The packed home of Scottish rugby was a sea of revellers in bright T-shirts, painted-on tattoos and glittery make-up, and many brandished home-made banners, some of which left little to the imagination.

One Direction. Picture: Lisa Ferguson

One Direction. Picture: Lisa Ferguson

Several excitable teenagers were so overwhelmed that they fainted – with a few fans being taken away in wheelchairs. There were crowd surges at the front, with fans desperate to get as close to their idols as possible. Directioners gushed afterwards that the gig was “brilliant”.

Loud and excited screams could be heard coming from the stadium even before Australian support act Five Seconds of Summer got the party started.

And fans were delighted that One Direction – who performed for around two hours – played all their biggest hits, including What Makes You Beautiful, Live While We’re Young and Best Song Ever, as well as stomping and chanting along to The Proclaimers’ 500 Miles at one point.

Fireworks lit up the sky throughout the energetic set, much to the delight of the crowd. The performance concluded just after 10.15pm, but many families with younger children left shortly beforehand to beat the traffic and to get their tired children to bed.

Leila Noble and her eight-year-old daughter Izzie had travelled to the gig from Elgin. Ms Noble said: “It was brilliant. We have seen them before, and we got really good seats. We came out a bit early to try to beat the rush.”

The most dedicated fans had camped at Murrayfield overnight to try to secure the best view of their favourite band.

Susan Berry, 38, of St Leonards, pitched up her tent with her best friend’s daughter, Rebecca Moffat, 15, at around 12.30am yesterday. The pair were prepared with sleeping bags and plenty of food when they settled down with around a dozen others but admitted they got little sleep.

Ms Berry, who has been coming to concerts for more than 20 years, said the night had been “challenging” as organisers kept moving them and after 6am they had abandoned their tent altogether in favour of their sleeping bags which they used to keep themselves warm while waiting in the queue.

“Camping was a bit challenging because we weren’t allowed to camp in the queue behind a wall and I went to the toilet at 4am and they moved us and then again at 6am,” said Ms Berry.
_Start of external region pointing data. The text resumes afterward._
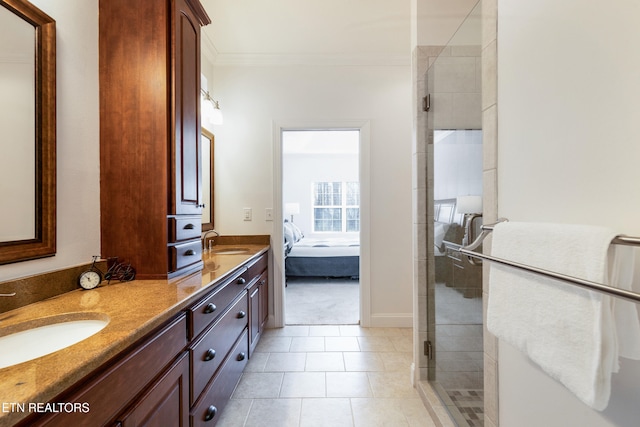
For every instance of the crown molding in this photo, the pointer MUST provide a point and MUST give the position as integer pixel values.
(272, 60)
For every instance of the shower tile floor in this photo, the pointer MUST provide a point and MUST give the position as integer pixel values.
(459, 355)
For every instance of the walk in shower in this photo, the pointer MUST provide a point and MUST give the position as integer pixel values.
(454, 308)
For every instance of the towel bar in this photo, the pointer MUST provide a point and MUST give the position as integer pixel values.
(610, 290)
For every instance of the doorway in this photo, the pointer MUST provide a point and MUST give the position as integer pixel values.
(321, 227)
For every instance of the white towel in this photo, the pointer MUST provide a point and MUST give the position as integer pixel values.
(568, 331)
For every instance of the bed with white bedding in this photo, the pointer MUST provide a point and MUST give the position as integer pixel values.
(320, 257)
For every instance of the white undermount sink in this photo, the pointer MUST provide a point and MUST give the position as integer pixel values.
(40, 337)
(229, 251)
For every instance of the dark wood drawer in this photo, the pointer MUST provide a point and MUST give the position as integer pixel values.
(184, 228)
(111, 391)
(212, 306)
(211, 349)
(208, 409)
(185, 254)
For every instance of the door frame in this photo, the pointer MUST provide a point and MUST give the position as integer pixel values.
(277, 241)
“There was a bunch of 20-year-olds laughing and giggling and you’re lying there thinking ‘we have got a really busy day tomorrow’ but they have got ten times the energy of me.

“It was cold and they had the St John’s Ambulance here giving them the tinfoil blankets because they really weren’t prepared.”
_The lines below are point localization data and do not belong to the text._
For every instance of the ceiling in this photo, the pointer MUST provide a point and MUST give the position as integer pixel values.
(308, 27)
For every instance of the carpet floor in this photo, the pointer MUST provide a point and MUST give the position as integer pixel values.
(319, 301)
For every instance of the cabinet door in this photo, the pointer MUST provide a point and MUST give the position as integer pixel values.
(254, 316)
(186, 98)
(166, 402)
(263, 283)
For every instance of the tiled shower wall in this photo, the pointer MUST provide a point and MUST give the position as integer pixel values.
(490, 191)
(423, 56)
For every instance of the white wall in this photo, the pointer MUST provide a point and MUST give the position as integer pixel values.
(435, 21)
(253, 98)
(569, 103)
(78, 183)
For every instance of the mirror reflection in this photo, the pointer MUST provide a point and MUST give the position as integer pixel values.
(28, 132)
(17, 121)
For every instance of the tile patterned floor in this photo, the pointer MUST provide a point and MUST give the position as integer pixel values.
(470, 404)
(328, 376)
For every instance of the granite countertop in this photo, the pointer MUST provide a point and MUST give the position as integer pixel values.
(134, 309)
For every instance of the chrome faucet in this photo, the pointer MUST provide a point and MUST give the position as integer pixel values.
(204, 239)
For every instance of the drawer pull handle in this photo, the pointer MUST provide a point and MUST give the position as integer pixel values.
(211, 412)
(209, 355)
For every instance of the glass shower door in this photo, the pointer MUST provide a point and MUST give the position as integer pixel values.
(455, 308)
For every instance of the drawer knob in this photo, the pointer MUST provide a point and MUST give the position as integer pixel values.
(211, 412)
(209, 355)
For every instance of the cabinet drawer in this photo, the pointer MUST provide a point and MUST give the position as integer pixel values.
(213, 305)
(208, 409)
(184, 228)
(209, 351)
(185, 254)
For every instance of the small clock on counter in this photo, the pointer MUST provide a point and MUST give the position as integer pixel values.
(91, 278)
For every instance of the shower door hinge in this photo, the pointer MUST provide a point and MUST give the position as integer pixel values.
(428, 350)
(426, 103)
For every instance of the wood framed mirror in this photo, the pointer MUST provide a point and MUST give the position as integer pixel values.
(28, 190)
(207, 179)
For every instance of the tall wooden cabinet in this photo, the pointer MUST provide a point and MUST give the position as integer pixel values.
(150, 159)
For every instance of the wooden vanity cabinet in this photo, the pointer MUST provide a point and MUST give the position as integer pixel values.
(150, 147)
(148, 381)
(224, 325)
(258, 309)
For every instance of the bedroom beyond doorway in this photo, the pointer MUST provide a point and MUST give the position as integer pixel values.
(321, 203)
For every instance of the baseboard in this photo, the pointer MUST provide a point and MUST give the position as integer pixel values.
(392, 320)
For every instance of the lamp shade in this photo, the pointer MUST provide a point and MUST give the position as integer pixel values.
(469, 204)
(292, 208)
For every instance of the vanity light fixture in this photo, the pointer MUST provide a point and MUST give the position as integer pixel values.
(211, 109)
One disappointed group said they felt let down by the gig. Emma Hardie’s daughter Jessica, seven, and her friend Victoria Buchan’s daughter Chloe, also seven, were both reduced to tears because people in the seated row in front stood up for most of the performance, restricting their view.

Ms Buchan, of Falkirk, said: “It’s disappointing. It could have been so much better with it being so highly publicised. Harry looked bored. He wasn’t singing, he just asked people to join in.”

The global stars – who catapulted to fame after coming third in X Factor in 2010 – reportedly flew into the Capital in two private jets just hours before their concert despite intense speculation on social media about possible “sightings” at luxurious hotels including the Balmoral.

And Edinburgh’s newly-launched trams were packed with excitable fans of all ages eager to see their heart-throbs at Murrayfield.

Extra staff were on hand at the Murrayfield stop to encourage passengers to buy tickets and to help control the crowds on the way out of the gig.

There was a high police presence around the site to keep an eye on the bustling crowds – officers were patrolling on foot, and there were also police horses and a helicopter monitoring proceedings from above.

But officers said the event went without major incident.

Among the fans was Effy Benincasa, 20, who had travelled from Italy to make sure she could see her favourite band. “I have never travelled this far for a concert but my favourite band member is Niall,” she said.

A group of ten – made up of mums and daughters – had come to Edinburgh from Stirling for the gig.

Cheryl Muir, 34, said age was of no object when it came to being a fan of One Direction. She said: “I love them, I think they are great.”